A.2 Some Terminology and Theory

Before we go any further, it’ll be helpful to define some of the terminology used in ggplot2:

  • The data is what we want to visualize. It consists of variables, which are stored as columns in a data frame.

  • Geoms are the geometric objects that are drawn to represent the data, such as bars, lines, and points.

  • Aesthetic attributes, or aesthetics, are visual properties of geoms, such as x and y position, line color, point shapes, etc.

  • There are mappings from data values to aesthetics.

  • Scales control the mapping from the values in the data space to values in the aesthetic space. A continuous y scale maps larger numerical values to vertically higher positions in space.

  • Guides show the viewer how to map the visual properties back to the data space. The most commonly used guides are the tick marks and labels on an axis.

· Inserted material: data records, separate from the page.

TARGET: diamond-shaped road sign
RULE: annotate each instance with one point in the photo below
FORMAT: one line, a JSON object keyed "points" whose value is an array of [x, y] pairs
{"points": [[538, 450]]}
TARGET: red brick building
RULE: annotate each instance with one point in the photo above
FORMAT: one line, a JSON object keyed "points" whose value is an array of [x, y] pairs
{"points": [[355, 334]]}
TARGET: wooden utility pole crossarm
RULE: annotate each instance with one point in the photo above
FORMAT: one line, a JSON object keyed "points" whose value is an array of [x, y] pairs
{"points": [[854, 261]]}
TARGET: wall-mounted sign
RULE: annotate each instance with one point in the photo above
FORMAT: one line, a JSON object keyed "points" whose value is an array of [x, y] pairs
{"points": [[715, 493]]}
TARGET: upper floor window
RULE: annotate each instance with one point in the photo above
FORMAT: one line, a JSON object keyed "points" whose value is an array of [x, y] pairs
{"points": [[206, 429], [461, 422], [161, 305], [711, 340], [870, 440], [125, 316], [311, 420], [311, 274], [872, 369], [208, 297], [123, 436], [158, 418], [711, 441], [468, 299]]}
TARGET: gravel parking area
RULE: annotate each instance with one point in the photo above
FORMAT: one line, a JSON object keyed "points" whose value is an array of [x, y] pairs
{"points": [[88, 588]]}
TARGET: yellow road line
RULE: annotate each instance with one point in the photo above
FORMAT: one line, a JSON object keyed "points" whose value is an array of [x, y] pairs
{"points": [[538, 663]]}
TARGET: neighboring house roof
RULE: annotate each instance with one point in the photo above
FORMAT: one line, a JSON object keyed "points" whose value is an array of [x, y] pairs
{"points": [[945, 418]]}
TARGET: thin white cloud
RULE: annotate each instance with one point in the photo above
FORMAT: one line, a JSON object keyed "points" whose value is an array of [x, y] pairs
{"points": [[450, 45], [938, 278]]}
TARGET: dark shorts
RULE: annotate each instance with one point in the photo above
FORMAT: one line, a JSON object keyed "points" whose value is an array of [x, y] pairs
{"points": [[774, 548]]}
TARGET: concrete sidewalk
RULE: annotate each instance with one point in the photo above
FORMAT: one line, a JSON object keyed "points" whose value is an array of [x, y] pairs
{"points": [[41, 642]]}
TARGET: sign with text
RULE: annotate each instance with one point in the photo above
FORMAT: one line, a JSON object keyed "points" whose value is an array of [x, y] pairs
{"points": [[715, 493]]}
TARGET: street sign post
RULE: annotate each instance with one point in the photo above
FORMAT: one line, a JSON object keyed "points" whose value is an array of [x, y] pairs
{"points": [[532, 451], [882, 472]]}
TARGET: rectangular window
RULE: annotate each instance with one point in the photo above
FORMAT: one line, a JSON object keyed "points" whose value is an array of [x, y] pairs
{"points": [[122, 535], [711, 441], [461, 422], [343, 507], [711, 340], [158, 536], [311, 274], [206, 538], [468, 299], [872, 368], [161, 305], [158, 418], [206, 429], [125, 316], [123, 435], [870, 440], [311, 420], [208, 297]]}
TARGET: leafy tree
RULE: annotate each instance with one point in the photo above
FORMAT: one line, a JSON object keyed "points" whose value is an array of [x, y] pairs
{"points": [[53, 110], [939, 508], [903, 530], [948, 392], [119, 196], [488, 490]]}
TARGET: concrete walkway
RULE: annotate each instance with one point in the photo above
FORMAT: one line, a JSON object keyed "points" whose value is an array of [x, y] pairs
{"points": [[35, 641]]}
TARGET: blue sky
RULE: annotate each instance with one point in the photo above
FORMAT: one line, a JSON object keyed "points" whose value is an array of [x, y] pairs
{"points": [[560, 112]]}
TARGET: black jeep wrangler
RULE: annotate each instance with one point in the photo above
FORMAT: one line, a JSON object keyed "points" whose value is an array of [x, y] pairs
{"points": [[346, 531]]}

Here’s an example of how a typical mapping works. You have data, which is a set of numerical or categorical values. You have geoms to represent each observation. You have an aesthetic, such as y (vertical) position. And you have a scale, which defines the mapping from the data space (numeric values) to the aesthetic space (vertical position). A typical linear y-scale might map the value 0 to the baseline of the graph, 5 to the middle, and 10 to the top. A logarithmic y scale would place them differently.

These aren’t the only kinds of data and aesthetic spaces possible. In the abstract grammar of graphics, the data and aesthetics could be anything; in the ggplot2 implementation, there are some predetermined types of data and aesthetics. Commonly used data types include numeric values, categorical values, and text strings. Some commonly used aesthetics include horizontal and vertical position, color, size, and shape.

To interpret the plot, viewers refer to the guides. An example of a guide is the y-axis, including the tick marks and labels. The viewer refers to this guide to interpret what it means when a point is in the middle of the scale. A legend is another type of scale. A legend might show people what it means for a point to be a circle or a triangle, or what it means for a line to be blue or red.

Some aesthetics can only work with categorical variables, such as the shape of a point: triangles, circles, squares, etc. Some aesthetics work with categorical or continuous variables, such as x (horizontal) position. For a bar graph, the variable must be categorical-it would make no sense for there to be a continuous variable on the x-axis. For a scatter plot, the variable must be numeric. Both of these types of data (categorical and numeric) can be mapped to the aesthetic space of x position, but they require different types of scales.

Note

In ggplot2 terminology, categorical variables are called discrete, and numeric variables are called continuous. These terms may not always correspond to how they’re used elsewhere. Sometimes a variable that is continuous in the ggplot2 sense is discrete in the ordinary sense. For example, the number of visible sunspots must be an integer, so it’s numeric (continuous to ggplot2) and discrete (in ordinary language).